TORONTO, Canada (CTV Network) – A new Dutch study has found that up to one in eight adults exposed to COVID-19 will develop long-term symptoms.
The study, published in the peer-reviewed journal The Lancet, looked at groups of adults diagnosed with COVID-19, as well as those who were not, and looked at whether they were developing new or worsening symptoms of the disease.
The authors say their study found that about one in eight, or 12.7 percent, of patients in the general population had long-term COVID-19 symptoms.
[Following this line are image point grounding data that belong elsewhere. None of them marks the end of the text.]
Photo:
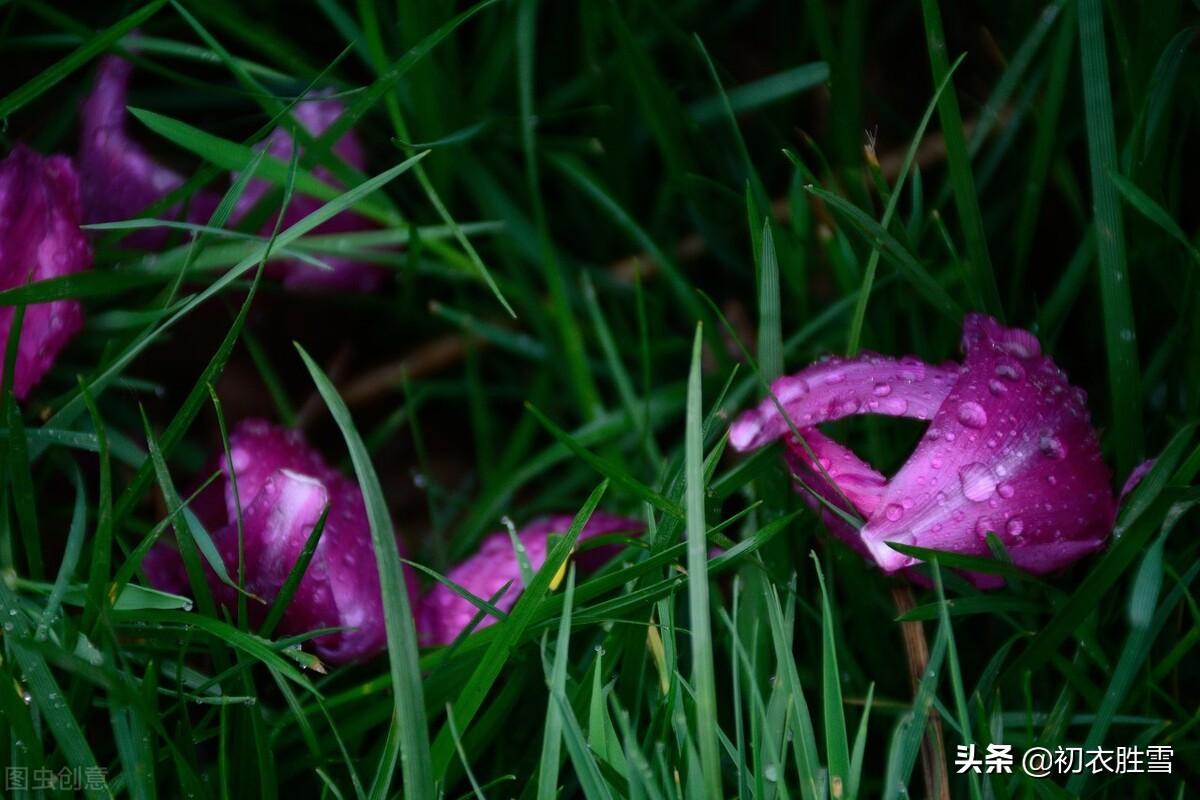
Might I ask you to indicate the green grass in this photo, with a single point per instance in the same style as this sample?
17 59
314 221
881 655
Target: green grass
605 224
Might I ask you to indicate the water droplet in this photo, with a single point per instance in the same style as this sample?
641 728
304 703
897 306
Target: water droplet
978 481
1051 445
972 415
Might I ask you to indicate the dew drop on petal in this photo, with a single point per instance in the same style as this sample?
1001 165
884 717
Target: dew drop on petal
1009 371
1053 446
978 481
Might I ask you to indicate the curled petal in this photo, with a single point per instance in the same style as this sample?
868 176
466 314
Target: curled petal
282 486
837 388
40 239
120 179
1011 451
443 614
316 114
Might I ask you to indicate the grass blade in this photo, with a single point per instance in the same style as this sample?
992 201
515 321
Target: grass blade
408 701
1120 331
982 282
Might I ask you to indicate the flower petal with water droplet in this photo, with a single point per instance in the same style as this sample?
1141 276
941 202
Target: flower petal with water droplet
40 239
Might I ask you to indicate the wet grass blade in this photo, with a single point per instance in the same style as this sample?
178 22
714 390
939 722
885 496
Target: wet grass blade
703 677
837 743
1120 330
982 278
79 56
552 738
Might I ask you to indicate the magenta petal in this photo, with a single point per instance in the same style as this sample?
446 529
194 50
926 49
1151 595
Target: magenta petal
316 114
1011 451
856 481
120 179
443 614
40 239
838 388
282 487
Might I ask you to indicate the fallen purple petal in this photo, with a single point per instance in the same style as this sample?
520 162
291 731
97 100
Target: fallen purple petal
1009 450
282 486
120 179
444 614
40 239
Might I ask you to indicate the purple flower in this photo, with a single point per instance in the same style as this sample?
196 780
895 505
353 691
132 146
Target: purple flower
444 614
40 239
282 486
1009 450
316 114
120 179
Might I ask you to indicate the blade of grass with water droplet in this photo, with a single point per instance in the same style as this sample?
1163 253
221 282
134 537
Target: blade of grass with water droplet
1120 329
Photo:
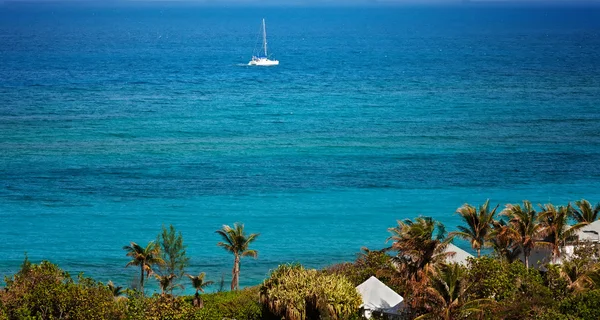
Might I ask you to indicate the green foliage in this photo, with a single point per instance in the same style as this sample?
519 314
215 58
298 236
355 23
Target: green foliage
145 258
173 253
241 304
297 294
237 242
478 224
420 246
368 263
44 291
583 305
500 280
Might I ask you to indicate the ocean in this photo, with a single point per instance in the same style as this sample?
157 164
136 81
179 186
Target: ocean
116 119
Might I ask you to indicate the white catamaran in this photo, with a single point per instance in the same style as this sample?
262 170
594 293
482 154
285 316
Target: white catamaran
260 59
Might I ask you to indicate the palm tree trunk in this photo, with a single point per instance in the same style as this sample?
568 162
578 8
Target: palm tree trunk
142 278
235 281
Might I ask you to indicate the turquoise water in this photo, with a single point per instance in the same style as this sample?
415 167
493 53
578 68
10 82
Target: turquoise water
117 119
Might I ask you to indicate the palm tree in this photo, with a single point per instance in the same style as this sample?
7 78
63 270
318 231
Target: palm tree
236 242
526 225
143 257
166 282
447 296
199 284
556 228
115 290
585 213
478 227
502 240
419 249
Judith Rosmalen, a professor of psychosomatic medicine at the University of Groningen and lead author of the study, said in a press release published on Thursday that including uninfected people in the research provides a more reliable estimate of how likely COVID is to last in the general population.
The Canadian government, citing the World Health Organization, says between 10 and 20 percent of people develop long-term COVID.
The main symptoms of long COVID examined for the Dutch study were chest pain, difficulty or painful breathing, muscle pain, loss of taste and smell, tingling in the extremities, lump in the throat, hot and cold sensations, heavy arms or legs and general fatigue.
“There is an urgent need for data that informs the extent and scope of long-term symptoms experienced by some patients after contracting COVID-19,” Rosmalen said in the press release.
“However, most previous research on long COVID has not addressed the frequency of these symptoms in people who have not been diagnosed with COVID-19, or the symptoms of individual patients prior to diagnosis of COVID-19.”
Researchers first asked participants in the Lifelines COVID-19 cohort study to regularly fill out digital questionnaires on 23 symptoms commonly associated with long-term COVID.
Lifelines is an intergenerational study with more than 167,000 participants from the northern population of the Netherlands.
Questionnaires were sent 24 times to the same people between March 2020 and August 2021. The researchers say most of the data was collected before COVID-19 vaccines were introduced in the Netherlands.
Participants were considered COVID-positive if they had either a positive test or a medical diagnosis.
The average age of the participants was 53.7 years, 60.8 percent were female.
Of the 76,422 participants, 4,231 had COVID-19. This group was then matched with 8,462 uninfected people, taking into account gender, age and confirmation of a COVID-19 diagnosis in a questionnaire in the positive group.
The study found that 381 of 1,782 COVID-positive participants (21.4 percent) had ongoing symptoms, compared to 361 of 4,130 uninfected people (8.7 percent).
Taken together, these symptoms are due to COVID-19 in 12.7 percent of patients, the researchers say.
“Post-COVID-19 disease, also known as long COVID, is an urgent problem with an increasing human toll,” said study graduate student and first author Aranka Ballering.
“Understanding the core symptoms and prevalence of post-COVID-19 in the general population represents a major advance in our ability to design studies that can ultimately contribute to successful healthcare responses to the long-term symptoms of COVID-19.”
The authors say the study only included patients infected with earlier COVID-19 variants — not including Delta and Omicron.
The true prevalence of COVID-19 could also be underestimated as asymptomatic infections go undetected, the researchers said.
The study did not look at other long COVID symptoms that have since been identified as potentially relevant, such as: B. Brain fog, the researchers said.
Because the study only looked at the northern Netherlands, the authors say the results may not generalize to other areas.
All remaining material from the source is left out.